DESCRIPTION (provided by applicant): The long-term objective of this project is to understand the generation and transmission of mechanosensory information from the baroreceptor sensory terminal to its central termination in the nucleus of the solitary tract. This is part of a broader research effort to determine the neurophysiological and neuroanatomical substrate that underlies neural regulation of arterial pressure and cardiac rhythm. In this grant we are examining the distribution and the function of a new family of ion channels, the TRPC family of calcium permeable cation channels. These channels are important because they serve as a source of calcium influx that is expected to modulate the pattern of neuronal activity through effects on membrane potential, transmitter release at the central terminals and sensory discharge at the peripheral terminals. There are four specific aims: the first examines the distribution of the TRPC channels in the baroreceptor afferent fibers. Using immunohistochemistry, we will define the location of TRPC channels in the baroreceptor afferent pathway in three regions: the peripheral sensory receptors of myelinated and unmyelinated fibers in the arch of the aorta, in their soma in the nodose ganglion and in their synaptic terminals in the nucleus of the solitary tract. In the second aim we will ask what ligands activate these channels using an electrophysiological characterization of the channels in cell-attached patches and whole cell current in perforated patch whole cell recording. In the third aim we pursue the mechanism of activation by examining the effect of agonist on calcium influx using calcium imaging techniques to evaluate the contribution of the TRPC channels relative to the voltage-gated channels. Finally, in aim four we explore the functional consequence of activation of specific TRPC channels in whole cell voltage recording. These studies will include RNA interference to eliminate specific channels.

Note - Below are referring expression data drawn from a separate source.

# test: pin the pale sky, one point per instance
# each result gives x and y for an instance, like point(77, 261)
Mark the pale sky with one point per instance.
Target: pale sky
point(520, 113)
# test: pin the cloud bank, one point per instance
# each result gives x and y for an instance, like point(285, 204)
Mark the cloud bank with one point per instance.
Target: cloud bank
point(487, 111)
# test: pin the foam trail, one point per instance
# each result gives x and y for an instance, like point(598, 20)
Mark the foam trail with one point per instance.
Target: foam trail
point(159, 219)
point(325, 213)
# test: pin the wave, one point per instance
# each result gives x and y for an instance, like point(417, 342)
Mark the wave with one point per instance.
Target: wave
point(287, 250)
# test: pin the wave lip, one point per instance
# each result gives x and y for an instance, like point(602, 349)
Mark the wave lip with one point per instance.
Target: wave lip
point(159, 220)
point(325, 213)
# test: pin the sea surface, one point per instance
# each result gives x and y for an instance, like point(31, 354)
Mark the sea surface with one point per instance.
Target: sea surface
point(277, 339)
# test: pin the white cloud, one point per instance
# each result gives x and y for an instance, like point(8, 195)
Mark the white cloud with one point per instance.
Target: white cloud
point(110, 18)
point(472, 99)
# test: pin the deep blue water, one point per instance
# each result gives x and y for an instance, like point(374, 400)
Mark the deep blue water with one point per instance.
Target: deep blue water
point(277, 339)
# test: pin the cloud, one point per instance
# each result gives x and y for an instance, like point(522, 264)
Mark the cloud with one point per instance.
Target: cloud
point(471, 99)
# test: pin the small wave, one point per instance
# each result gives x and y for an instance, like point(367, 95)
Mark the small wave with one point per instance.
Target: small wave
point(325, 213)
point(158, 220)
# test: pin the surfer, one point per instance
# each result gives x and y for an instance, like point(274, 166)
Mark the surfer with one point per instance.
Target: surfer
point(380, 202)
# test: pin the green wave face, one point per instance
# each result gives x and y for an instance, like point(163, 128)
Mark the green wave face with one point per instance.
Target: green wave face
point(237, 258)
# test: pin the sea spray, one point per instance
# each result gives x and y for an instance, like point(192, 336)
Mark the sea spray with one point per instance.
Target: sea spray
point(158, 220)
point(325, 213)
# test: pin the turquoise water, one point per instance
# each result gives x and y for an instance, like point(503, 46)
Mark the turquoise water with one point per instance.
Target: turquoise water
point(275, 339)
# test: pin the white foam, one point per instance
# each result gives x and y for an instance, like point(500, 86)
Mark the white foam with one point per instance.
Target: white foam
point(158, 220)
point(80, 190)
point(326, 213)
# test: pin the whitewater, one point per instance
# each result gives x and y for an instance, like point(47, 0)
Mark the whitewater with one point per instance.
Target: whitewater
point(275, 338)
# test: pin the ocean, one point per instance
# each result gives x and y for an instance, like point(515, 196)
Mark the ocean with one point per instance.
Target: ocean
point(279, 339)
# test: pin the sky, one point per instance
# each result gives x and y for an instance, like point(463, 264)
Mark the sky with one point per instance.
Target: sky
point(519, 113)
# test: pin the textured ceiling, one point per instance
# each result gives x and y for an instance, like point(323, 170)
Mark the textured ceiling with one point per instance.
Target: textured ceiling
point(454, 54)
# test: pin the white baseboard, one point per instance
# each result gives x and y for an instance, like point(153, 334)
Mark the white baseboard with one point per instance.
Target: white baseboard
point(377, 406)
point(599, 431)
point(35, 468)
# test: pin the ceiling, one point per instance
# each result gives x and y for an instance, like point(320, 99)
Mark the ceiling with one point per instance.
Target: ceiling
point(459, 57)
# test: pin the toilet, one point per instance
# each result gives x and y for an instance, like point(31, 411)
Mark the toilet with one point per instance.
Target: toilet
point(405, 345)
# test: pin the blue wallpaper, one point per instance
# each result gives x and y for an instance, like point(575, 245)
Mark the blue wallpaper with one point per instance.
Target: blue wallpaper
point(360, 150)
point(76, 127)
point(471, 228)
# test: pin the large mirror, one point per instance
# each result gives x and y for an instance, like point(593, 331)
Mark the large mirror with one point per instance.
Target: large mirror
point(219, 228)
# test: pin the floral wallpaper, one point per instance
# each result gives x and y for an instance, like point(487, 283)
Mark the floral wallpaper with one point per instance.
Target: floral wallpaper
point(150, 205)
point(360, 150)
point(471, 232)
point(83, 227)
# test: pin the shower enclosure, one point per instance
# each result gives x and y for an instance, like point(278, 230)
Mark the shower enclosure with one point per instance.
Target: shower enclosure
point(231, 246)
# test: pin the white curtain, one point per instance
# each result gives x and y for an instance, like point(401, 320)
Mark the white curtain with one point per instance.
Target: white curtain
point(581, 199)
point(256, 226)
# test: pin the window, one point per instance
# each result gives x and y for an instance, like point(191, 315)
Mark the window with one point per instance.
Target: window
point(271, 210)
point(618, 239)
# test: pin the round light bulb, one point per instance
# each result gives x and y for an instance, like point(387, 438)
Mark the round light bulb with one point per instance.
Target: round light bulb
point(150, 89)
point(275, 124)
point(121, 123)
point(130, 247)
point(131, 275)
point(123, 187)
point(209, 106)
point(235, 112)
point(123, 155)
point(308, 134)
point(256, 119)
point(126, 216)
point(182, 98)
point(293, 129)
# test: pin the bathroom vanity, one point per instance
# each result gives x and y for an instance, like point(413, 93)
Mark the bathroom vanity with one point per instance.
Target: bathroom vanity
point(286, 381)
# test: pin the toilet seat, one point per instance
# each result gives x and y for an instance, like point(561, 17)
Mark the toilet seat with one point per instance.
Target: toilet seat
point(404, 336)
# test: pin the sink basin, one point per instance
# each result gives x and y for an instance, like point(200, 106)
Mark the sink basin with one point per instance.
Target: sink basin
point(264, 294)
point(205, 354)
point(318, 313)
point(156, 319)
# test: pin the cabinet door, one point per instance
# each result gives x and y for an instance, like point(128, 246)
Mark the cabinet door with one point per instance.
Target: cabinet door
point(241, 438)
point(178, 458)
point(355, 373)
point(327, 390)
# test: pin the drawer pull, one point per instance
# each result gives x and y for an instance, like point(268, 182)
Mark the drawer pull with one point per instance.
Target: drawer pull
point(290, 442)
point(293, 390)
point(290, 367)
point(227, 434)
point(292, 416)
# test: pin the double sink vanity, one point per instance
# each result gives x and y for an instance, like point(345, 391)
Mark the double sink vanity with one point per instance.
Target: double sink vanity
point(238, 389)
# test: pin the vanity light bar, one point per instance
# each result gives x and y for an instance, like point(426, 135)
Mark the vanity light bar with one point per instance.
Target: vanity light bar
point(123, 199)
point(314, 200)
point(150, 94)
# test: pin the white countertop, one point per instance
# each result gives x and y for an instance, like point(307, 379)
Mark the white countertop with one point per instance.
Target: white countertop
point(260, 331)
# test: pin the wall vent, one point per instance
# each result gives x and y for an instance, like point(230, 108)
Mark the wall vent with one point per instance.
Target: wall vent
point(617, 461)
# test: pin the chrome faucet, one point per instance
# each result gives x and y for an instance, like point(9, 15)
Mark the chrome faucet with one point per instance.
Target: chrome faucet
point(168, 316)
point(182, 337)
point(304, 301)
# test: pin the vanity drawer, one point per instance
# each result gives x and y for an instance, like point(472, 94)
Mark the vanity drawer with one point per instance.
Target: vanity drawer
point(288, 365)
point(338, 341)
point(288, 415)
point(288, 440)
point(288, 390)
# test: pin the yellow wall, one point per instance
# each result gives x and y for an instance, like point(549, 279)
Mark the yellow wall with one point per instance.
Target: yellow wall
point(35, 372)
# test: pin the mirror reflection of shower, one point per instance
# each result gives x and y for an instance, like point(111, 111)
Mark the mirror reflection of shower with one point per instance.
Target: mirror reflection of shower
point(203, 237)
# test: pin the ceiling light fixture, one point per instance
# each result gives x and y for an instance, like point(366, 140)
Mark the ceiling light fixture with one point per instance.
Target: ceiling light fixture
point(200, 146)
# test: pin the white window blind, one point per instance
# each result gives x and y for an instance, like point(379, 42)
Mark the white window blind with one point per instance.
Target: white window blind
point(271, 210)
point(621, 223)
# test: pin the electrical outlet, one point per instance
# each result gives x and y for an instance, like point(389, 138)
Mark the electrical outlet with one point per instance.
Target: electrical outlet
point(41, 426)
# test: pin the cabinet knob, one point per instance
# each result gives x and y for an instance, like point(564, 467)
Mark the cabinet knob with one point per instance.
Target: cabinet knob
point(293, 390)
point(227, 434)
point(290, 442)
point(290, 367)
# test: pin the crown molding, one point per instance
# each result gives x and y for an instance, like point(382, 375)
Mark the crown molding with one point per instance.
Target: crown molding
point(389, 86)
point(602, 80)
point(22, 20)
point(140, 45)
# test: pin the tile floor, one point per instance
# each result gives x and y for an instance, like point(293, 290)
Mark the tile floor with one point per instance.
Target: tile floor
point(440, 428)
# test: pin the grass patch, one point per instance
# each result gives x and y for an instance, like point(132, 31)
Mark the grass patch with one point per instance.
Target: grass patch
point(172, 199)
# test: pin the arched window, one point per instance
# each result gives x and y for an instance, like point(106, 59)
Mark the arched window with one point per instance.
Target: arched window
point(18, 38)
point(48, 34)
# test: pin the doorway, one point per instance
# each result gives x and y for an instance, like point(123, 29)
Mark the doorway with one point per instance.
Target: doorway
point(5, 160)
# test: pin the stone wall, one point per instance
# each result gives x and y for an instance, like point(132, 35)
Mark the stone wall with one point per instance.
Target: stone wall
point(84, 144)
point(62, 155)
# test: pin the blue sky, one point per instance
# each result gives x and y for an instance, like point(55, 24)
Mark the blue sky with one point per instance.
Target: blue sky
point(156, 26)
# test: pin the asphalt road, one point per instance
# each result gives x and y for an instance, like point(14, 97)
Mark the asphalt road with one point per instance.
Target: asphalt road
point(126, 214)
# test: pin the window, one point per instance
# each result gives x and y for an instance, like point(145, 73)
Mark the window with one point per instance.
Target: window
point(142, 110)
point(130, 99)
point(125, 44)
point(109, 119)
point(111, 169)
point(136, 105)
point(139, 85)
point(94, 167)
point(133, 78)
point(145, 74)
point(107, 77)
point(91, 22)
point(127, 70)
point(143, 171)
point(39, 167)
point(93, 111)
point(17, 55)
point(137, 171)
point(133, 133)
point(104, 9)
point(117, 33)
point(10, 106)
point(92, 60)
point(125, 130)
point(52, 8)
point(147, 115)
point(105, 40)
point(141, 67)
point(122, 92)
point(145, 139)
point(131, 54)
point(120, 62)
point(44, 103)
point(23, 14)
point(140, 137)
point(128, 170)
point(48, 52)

描述（由申请人提供）：该项目的长期目标是了解机械感觉信息从压力感受器感觉末端到孤束核中央末端的产生和传输。这是更广泛研究工作的一部分，旨在确定动脉压和心律神经调节的神经生理学和神经解剖学基础。在这笔资助中，我们正在研究一个新的离子通道家族的分布和功能，即钙渗透性阳离子通道的 TRPC 家族。这些通道很重要，因为它们是钙流入的来源，预计可以通过影响膜电位、中枢末端的递质释放和外周末端的感觉放电来调节神经元活动模式。有四个具体目标：第一个目标是检查压力感受器传入纤维中 TRPC 通道的分布。使用免疫组织化学，我们将定义 TRPC 通道在压力感受器传入通路中三个区域的位置：主动脉弓中有髓鞘和无髓鞘纤维的外周感觉受体、结状神经节的胞体以及主动脉的突触末端。孤束核。在第二个目标中，我们将使用细胞附着斑块中通道的电生理学特征和穿孔斑块全细胞记录中的全细胞电流来询问什么配体激活这些通道。在第三个目标中，我们通过使用钙成像技术检查激动剂对钙流入的影响来探索激活机制，以评估 TRPC 通道相对于电压门控通道的贡献。最后，在目标四中，我们探讨了全细胞电压记录中特定 TRPC 通道激活的功能后果。这些研究将包括 RNA 干扰以消除特定通道。